La procédure judiciaire n’ira pas jusqu’au bout. Les trois opérateurs mobiles Proximus, Mobistar et Base viennent de l’annoncer dans un communiqué commun. L’accord transactionnel ” met un terme à tous les litiges existants entre Proximus et respectivement BASE Company et Mobistar liés à l’application, dans le passé, de tarifs de services de télécommunications mobiles différents pour les communications vocales on-net1 et off-net2. ” Derrière ce charabia se cache une affaire de gros sous et de concurrence acharnée.

Pour comprendre le fond de l’histoire, il faut se replacer aux prémices du mobile, fin des années 1990, début des années 2000. Après la création de Proximus, marque mobile de Belgacom, en 1994, un deuxième opérateur (Mobistar) fait son apparition en 1996, suivi d’Orange (futur Base) en 1999. Proximus, qui s’est lancé plus tôt et qui profite de sa position monopolistique sur la téléphonie fixe pour attaquer le marché mobile, est un adversaire coriace pour ses challengers.

Des appels plus chers d’un réseau à un autre

Base et Mobistar ne tardent pas à se plaindre des pratiques de Proximus, qu’ils accusent d’abuser de sa position dominante sur le marché. A cette époque, tous les consommateurs le savent, appeler un GSM d’un réseau à un autre coûte plus cher que sur le même réseau. Pourquoi ? Tout simplement parce que, lors d’un appel passé d’un réseau à un autre, les opérateurs se facturent entre eux ce que l’on appelle des frais de terminaison. Ces frais sont ensuite répercutés sur la facture du client, ce qui fait grimper sa note GSM. Ils seront progressivement plafonnés puis supprimés par l’IBPT, le régulateur des télécoms. Mais entretemps, ils freinent la concurrence.

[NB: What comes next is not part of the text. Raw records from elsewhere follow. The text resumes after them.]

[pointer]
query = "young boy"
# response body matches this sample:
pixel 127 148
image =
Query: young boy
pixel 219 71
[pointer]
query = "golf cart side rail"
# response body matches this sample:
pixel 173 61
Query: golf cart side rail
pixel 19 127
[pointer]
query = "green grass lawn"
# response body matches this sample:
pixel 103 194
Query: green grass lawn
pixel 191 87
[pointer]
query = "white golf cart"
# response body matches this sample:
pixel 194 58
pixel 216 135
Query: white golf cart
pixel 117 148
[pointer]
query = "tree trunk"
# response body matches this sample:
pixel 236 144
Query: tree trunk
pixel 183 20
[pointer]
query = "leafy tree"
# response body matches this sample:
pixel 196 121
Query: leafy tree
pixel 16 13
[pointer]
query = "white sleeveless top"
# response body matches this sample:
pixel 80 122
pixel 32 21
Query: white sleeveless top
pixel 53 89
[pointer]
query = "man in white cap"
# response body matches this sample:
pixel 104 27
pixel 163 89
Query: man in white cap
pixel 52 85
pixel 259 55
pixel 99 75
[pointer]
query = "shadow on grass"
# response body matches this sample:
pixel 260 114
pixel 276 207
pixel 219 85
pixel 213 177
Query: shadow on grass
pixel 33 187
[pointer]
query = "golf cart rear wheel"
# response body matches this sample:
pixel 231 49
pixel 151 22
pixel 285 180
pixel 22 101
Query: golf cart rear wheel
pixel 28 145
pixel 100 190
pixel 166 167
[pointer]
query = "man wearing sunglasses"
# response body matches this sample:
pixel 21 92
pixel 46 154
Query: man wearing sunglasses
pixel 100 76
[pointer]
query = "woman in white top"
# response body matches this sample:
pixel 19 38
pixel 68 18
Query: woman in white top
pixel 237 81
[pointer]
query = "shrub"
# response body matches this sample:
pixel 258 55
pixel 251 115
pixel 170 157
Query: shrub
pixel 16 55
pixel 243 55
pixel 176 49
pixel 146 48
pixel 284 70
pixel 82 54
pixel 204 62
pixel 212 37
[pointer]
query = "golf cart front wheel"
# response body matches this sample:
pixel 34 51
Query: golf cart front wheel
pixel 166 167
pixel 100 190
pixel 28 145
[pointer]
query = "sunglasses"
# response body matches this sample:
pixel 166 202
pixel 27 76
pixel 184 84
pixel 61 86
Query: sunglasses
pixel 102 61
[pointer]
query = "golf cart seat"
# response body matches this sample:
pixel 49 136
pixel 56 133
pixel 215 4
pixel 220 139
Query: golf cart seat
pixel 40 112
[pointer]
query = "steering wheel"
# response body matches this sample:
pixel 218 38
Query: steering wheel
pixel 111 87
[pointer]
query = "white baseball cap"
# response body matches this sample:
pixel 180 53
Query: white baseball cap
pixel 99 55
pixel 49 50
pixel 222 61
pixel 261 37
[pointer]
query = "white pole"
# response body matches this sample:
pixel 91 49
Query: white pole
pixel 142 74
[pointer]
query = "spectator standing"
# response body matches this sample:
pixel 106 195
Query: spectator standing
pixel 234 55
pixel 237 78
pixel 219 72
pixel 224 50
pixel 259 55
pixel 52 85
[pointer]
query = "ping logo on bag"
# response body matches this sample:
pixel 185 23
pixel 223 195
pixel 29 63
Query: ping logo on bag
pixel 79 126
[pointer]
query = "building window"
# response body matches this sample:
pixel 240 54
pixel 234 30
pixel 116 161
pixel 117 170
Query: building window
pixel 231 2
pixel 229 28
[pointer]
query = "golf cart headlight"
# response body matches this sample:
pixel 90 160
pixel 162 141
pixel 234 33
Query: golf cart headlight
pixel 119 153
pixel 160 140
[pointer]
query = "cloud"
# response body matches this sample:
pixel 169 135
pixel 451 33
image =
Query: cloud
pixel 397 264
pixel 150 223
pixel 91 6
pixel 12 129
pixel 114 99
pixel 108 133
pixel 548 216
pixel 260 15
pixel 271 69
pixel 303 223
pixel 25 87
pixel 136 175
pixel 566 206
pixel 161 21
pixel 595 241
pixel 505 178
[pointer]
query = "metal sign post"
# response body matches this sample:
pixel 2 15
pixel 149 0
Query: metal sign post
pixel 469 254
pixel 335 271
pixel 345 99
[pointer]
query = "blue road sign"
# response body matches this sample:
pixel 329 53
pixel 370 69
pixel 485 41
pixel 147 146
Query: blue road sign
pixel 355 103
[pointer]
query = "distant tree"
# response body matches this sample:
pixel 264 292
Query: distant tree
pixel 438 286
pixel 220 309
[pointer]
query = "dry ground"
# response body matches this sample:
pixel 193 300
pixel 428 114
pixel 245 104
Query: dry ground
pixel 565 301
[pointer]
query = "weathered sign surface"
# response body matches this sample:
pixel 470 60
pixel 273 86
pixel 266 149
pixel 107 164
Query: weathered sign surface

Alors qu’ils tentent de se déployer en Belgique, Base et Mobistar reprochent donc à Proximus de pratiquer des frais de terminaison beaucoup trop élevés, mais aussi de pratiquer des tarifs au rabais pour ses clients qui appellent au sein du réseau Proximus. Difficile de convaincre un client de changer d’opérateur dans ces conditions. Le consommateur fait son calcul : il sait qu’en allant chez un concurrent, il continuera à passer un nombre important d’appels (plus chers) vers Proximus, vu que son répertoire est composé majoritairement de clients de l’opérateur dominant.

De 1,8 milliard à 120 millions

Un recours est donc introduit par Base devant le tribunal de commerce de Bruxelles, concernant la période 1999-2004. Mobistar rejoint ensuite la procédure. Après plusieurs péripéties, le dossier atterrit devant la Cour d’appel, qui rend un arrêt en février 2015. La fixation des dommages est prévue pour 2016, mais les parties préfèrent régler le litige à l’amiable. C’est l’accord annoncé aujourd’hui.

Même si ce n’est pas écrit textuellement dans le communiqué commun des trois opérateurs, Proximus reconnaît un abus de position dominante sur le marché mobile au début des années 2000. L’opérateur verse 66 millions d’euros à Base et 54 millions à Mobistar.

Proximus s’en sort finalement bien. Au cours de la procédure, des experts avaient en effet évalué le montant du dommage à 1,8 milliard d’euros. En février dernier, lors de l’annonce de l’arrêt de la Cour d’appel qui semblait valider les expertises en question, le cours de Bourse de Proximus avait fortement chuté, provoquant une perte de 640 millions d’euros de valorisation boursière. Aujourd’hui, à l’annonce de la transaction, le cours était plutôt en légère hausse. Les avocats de Proximus ont semble-t-il bien travaillé.